GoLocal Prov documented that the now-bankrupt pension fund has a shortfall of at least $160 million. Shortly after he became the Bishop of Providence, Thomas Tobin made contributions to the fund that fell far short of the actuarial advice he was provided and then he stopped making payments altogether. Pension payouts, the highest of which for nurses was a paltry $425 per month or lower, went out of the pension fund without any money going in. He did not let the retirement fund participants know that he had ceased making payments or underpaid the suggested $3 million-plus contribution the actuary was suggesting each year. The nominal board of “Super Catholics” overseeing the fund apparently acquiesced to the Bishop.

Nothing shows more the misogyny of the diocese than the failure of Bishop Tobin to honor his commitment. His "let them eat cake" attitude is reminiscent of the French monarchy treatment of the peasants.
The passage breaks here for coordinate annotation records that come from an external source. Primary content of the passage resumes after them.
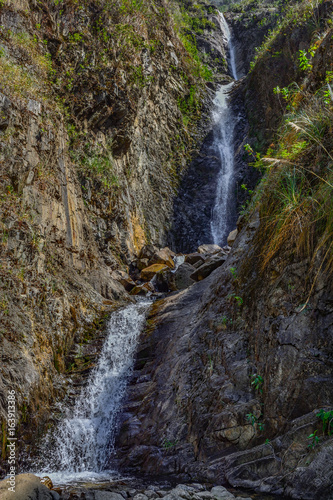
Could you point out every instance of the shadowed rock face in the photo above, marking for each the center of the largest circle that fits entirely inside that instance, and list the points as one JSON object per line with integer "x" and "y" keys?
{"x": 65, "y": 225}
{"x": 191, "y": 408}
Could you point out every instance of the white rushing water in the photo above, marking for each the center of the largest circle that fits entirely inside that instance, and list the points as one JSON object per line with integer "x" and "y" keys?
{"x": 81, "y": 446}
{"x": 224, "y": 143}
Mind you, the pension plan was part of a negotiated contract with the workers at the hospital. The Bishop chose to treat it as a paper tiger.

I am very familiar with the hospital workforce. The staff was chronically underpaid but was told that it was part of their charitable contribution to the church’s ministry to work for lower wages. Many a day when I was doing inner city work, I would see nurses, LPN’s and the maintenance men leave with their paper bag lunches because they were too busy to eat. They worked overtime without pay because, well, that’s what you do when people are sick. Now that about 1000 of them are in their mid to late 70's, 80's, and 90's, the Church’s failure to honor its word on the pensions will probably cut the paltry sum they receive in half.

Still, you won’t see any drive to help them out on the diocesan website — only the priests, many of whom seem to be quite well off compared to the women in the white uniforms of lore. The Bishop delivers homilies on justice but neglects his obligations to retirees and those eligible for the pension. In fact, he hasn’t spoken a peep about the malfeasance. He is hiding behind the exemption in federal law for church-related pensions which escape federal law scrutiny. My retiree clients and others who have been conned are now forced to sue the diocese. With the most recent checkered past of the Church’s handling of molestation cases, and priests who fathered illegitimate children whom they do not support, I would hope that this diocese would show some effort. Hiding has never solved anything.

Arlene Violet is an attorney and former Rhode Island Attorney General.